Fleeting Voices. Preserving Acoustic Heritage in the Archives and the Arts
Speaking, singing and using one’s voice
for communication is one of the oldest cultural techniques. And hearing is one of the earliest human senses, which we actively
pursue and exercise already as a foetus. Since the invention of storing and reproducing voices on sound carriers, the ephemeral
level of the acoustic has taken on a materiality outside the human body.
This has made it possible to keep the voice for individual and cultural memories. These techniques of saving and
remembering are connected to the desire to hold on to the voice as a coveted object and to preserve it for the future – for
the family, the “home”, for collecting and “scientific purposes”. Simultaneously, they reveal the paradox of the material
fixation of the ephemeral. Every time we replay a sound recording, we are dependent on listening and the fleeting nature of
sound as its fundamental character, which raises the question: What does it mean to capture a voice on a sound carrier? What
does this mean culturally, epistemologically, technically and politically both in terms of tangible and intangible cultural
heritage?
Fleeting Voices discusses voices and their sound carriers as a subject of heritage studies, materials science,
media theory, art and cultural history.
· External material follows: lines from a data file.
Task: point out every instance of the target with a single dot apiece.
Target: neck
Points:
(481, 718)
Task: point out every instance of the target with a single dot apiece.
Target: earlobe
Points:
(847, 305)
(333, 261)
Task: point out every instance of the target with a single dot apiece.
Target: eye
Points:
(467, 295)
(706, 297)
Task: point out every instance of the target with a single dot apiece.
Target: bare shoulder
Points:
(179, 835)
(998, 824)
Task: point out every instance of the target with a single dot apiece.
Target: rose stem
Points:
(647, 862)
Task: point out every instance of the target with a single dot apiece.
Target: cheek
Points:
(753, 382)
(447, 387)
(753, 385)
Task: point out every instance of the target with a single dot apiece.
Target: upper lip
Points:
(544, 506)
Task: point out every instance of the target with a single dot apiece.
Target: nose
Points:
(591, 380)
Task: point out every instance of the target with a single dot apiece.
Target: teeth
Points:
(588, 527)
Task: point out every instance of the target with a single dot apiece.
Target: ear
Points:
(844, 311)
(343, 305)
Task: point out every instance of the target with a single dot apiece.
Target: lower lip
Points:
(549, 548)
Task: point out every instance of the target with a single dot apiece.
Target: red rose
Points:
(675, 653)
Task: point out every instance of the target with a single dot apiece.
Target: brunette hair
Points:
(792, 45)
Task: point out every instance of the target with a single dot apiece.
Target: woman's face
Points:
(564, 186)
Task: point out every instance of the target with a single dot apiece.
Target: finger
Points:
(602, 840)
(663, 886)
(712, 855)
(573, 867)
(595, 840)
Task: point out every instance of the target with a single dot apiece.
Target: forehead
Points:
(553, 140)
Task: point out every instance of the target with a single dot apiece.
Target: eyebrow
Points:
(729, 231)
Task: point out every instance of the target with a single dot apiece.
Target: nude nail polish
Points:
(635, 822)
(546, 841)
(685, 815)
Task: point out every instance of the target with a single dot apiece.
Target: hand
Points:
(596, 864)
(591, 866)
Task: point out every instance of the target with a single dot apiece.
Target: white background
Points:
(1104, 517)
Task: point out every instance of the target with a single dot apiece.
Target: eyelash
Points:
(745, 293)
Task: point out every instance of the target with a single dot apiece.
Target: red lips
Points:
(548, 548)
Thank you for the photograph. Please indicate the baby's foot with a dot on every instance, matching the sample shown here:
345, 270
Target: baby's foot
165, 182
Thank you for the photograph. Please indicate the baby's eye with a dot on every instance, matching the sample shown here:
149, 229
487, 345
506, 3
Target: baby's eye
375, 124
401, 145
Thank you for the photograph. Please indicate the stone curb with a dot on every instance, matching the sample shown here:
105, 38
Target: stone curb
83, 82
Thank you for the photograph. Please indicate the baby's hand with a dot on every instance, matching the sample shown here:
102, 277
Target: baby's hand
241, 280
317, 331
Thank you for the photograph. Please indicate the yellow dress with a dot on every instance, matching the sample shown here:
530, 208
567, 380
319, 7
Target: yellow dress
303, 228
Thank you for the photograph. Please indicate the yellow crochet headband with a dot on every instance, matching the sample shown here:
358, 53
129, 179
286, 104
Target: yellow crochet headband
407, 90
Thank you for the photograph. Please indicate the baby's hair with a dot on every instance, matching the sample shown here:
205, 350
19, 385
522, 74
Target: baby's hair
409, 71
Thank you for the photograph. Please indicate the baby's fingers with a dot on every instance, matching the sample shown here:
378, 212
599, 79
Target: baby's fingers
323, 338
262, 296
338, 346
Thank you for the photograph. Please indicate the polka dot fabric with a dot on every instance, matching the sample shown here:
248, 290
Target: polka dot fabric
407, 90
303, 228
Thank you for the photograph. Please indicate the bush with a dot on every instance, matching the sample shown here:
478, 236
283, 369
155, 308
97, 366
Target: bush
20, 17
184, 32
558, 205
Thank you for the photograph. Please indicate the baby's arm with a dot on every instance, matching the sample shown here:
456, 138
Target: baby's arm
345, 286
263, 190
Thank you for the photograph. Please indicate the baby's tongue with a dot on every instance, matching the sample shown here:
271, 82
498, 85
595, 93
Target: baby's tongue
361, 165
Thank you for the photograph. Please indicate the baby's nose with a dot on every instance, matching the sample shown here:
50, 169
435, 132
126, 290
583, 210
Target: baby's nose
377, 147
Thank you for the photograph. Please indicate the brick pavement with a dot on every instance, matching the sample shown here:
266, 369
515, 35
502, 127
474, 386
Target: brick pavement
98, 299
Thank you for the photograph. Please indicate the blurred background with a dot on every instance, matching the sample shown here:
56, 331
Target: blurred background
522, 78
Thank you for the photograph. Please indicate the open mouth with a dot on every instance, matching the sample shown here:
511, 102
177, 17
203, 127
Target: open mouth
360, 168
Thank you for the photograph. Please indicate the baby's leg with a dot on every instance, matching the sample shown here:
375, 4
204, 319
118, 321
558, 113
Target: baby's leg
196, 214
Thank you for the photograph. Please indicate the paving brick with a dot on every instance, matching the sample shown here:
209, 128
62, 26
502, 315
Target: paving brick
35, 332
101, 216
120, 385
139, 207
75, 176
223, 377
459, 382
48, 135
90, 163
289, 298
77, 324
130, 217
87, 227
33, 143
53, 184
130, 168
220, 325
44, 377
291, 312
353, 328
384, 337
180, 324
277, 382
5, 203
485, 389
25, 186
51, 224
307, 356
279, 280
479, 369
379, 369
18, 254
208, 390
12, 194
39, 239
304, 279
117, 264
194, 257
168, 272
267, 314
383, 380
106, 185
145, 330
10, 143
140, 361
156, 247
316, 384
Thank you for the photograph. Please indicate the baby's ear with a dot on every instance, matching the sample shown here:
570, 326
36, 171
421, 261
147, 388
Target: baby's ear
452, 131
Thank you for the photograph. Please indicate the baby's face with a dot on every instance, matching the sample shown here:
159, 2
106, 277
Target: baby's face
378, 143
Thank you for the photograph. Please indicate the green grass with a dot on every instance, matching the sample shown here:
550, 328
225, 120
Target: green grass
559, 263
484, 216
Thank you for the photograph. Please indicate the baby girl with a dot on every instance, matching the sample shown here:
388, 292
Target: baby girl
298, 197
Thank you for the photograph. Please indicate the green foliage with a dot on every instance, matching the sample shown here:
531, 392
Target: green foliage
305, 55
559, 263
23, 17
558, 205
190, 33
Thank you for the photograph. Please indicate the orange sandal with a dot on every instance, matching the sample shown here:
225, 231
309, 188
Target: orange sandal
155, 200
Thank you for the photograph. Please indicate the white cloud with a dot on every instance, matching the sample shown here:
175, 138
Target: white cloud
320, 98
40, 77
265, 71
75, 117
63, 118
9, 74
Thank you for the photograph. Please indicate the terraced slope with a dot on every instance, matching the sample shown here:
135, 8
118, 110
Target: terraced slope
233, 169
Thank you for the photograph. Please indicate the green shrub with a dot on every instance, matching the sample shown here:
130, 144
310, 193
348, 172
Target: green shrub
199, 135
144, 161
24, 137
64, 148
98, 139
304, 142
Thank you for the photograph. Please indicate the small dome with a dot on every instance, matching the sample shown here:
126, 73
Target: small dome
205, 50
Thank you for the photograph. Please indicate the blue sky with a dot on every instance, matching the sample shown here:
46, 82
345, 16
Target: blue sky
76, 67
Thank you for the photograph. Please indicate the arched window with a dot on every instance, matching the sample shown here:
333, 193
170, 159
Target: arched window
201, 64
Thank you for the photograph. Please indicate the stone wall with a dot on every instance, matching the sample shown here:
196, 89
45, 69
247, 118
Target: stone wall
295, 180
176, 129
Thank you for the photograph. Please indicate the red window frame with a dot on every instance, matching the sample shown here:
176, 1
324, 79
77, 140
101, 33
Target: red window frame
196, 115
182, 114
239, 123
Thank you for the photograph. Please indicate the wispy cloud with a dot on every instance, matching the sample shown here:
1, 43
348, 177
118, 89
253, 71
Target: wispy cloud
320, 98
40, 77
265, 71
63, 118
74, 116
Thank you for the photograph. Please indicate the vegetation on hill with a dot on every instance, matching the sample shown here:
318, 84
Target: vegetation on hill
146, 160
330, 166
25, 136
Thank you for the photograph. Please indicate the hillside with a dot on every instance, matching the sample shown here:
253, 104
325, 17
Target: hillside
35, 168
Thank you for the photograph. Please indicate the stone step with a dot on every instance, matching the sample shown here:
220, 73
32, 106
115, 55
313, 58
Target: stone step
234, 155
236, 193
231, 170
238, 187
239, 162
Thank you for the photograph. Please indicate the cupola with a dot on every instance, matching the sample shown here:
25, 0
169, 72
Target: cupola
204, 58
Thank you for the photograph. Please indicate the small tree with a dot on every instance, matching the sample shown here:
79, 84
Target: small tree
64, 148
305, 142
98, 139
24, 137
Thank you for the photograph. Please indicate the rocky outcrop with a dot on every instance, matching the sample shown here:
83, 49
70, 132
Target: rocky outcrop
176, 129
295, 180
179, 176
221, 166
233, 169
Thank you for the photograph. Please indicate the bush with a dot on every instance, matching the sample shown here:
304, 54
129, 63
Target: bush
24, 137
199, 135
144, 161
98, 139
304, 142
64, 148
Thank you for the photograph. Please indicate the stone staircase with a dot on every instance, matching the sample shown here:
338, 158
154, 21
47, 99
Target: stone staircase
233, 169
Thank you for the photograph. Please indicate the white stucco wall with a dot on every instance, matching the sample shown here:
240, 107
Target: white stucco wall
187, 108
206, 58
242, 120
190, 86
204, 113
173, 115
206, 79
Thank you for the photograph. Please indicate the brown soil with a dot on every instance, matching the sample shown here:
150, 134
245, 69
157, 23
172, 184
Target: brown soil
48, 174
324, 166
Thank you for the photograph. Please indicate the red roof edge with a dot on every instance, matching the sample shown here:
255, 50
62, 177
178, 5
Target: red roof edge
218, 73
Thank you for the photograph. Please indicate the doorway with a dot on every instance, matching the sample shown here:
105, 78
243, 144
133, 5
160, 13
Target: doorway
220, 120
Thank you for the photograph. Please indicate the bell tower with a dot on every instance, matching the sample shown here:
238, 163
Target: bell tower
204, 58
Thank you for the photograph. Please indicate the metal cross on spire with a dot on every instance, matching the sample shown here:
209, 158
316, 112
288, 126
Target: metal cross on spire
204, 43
It explores the specifics of acoustic heritage, the agency of (various – also human)
sound carriers in archives or artworks and the voice as a medium. It focuses on the voice and the acoustic sphere as an inherently
ephemeral and intangible object of cultural heritage research. At the same time, it addresses recorded voices as highly material
objects and still underestimated subjects of heritage science or art history.